International visibility, activities, prizes, scholarships etc.
Over the past 15 years, Van Nederveen Meerkerk played a leading role in the development of Global Labor History, a new field that has made the traditionally nationally-oriented social history inherently comparative. This is very important in the light of changing global labor relations. She is one of the leading scholars in the history of women’s work and frequently publishes in international peer-reviewed journals. She received prestigious grants (NWO-VIDI and Aspasia (2012); NIAS-fellowship (2017); ERC CoG (2017); ARC fellowship CUNY (2023)). Van Nederveen Meerkerk organised four large interdisciplinary projects in which historians, sociologists, economists and anthropologists compared various forms of labor worldwide with an eye to gender, age, class and ethnicity over the period 1600-present. In edited volumes on child labor, textile workers, domestic labor and sex workers, she synthesized interdisciplinary insights in introductory/concluding chapters. She is on various international boards, e.g. the Advisory Board of the European Social Science History Conference, and the Academic Advisory Board of the International Conference for Labor History. For 8 years, she was editor of International Review of Social History. She is co-founder and editor of the open-access online Research Data Journal for the Humanities and Social Sciences (Brill).

5 key output/publications
1. Frederick, K. & Van Nederveen Meerkerk, E. 2023. Local advantage in a global context. Competition, adaptation and resilience in textile manufacturing in the ‘periphery’, 1860–1960. J Glob Hist 18:1, 1-24.
2. Dixit, A. & Van Nederveen Meerkerk, E. 2022. Supply of labour during early industrialisation: Agricultural systems, textile factory work and gender in Japan and India, ca. 1880–1940. Indian Econ Soc Hist Rev 59:2, 223–255.
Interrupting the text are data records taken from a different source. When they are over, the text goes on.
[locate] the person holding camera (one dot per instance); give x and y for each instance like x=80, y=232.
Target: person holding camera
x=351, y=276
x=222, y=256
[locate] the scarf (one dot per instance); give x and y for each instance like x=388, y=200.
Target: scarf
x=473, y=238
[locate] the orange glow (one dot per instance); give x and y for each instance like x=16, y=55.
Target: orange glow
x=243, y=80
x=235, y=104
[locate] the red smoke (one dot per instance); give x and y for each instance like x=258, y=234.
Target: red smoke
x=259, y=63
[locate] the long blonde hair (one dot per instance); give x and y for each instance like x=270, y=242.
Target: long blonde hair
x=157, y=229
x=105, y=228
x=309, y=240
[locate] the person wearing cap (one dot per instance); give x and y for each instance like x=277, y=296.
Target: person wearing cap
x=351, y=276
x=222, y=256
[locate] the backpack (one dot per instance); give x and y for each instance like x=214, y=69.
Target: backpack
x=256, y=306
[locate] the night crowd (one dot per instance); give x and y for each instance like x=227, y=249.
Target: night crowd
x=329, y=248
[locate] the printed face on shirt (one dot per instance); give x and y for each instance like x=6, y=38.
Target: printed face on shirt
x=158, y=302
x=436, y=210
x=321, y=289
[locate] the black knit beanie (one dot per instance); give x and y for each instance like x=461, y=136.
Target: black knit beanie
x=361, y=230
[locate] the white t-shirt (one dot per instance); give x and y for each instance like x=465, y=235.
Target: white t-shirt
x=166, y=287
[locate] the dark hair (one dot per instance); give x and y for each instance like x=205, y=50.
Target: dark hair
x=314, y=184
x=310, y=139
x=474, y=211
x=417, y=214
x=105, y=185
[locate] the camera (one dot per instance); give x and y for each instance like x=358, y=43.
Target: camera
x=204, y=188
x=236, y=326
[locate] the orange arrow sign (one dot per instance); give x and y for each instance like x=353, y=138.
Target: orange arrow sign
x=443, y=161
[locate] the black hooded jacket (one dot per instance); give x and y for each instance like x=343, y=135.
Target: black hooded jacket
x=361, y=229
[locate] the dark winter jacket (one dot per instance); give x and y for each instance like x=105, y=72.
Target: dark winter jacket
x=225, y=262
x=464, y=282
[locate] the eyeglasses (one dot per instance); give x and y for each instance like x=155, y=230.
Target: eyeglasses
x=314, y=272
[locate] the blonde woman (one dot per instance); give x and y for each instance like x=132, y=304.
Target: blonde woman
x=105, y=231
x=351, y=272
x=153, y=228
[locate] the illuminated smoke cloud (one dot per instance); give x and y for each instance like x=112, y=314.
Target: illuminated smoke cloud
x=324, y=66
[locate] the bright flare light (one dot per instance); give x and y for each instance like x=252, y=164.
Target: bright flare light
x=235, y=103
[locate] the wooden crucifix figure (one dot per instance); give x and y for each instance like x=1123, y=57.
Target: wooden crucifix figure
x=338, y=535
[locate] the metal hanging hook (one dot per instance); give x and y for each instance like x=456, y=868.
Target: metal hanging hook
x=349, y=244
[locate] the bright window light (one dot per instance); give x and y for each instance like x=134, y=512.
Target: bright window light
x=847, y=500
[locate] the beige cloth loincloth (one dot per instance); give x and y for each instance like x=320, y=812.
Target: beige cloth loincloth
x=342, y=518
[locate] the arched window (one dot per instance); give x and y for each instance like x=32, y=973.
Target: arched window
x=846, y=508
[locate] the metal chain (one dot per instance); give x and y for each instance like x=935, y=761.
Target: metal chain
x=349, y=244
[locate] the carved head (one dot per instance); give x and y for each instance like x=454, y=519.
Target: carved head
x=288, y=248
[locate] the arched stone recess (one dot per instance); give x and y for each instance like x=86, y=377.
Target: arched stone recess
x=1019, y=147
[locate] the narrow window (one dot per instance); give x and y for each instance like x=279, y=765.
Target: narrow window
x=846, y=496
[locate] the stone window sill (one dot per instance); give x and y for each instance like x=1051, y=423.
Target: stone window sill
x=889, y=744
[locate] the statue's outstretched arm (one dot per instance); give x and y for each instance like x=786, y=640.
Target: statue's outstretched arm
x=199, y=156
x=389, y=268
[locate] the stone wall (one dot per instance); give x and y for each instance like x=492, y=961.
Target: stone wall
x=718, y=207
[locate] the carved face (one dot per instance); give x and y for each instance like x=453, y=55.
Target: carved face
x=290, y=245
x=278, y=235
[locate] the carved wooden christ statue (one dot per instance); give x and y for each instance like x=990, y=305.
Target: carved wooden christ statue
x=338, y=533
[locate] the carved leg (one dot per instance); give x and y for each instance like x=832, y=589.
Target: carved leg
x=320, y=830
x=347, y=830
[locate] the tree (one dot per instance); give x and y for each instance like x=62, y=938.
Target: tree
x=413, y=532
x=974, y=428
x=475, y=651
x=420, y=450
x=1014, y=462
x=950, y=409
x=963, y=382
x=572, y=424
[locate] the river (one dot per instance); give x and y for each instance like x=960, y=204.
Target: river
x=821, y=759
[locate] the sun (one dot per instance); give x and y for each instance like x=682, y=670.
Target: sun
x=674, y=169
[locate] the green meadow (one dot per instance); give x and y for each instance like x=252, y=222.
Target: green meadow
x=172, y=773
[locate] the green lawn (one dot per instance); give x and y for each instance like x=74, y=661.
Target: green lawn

3. Van Nederveen Meerkerk, E. 2019. Women, work and colonialism in the Netherlands and Java. Comparisons, contrasts, connections, 1830-1940. London etc.: Palgrave Macmillan.
4. Hoerder, D., Van Nederveen Meerkerk, E., and Neunsinger, S. (Eds). 2015. Towards a global history of domestic and care workers. Leiden: Brill Academic Publishers.
5. Schmidt, A. & Van Nederveen Meerkerk, E. 2012. Reconsidering the ‘first male breadwinner economy. Long-term trends in female labor force participation in the Netherlands, c. 1600-1900’. Feminist Economics 18:4 (2012) 69-96.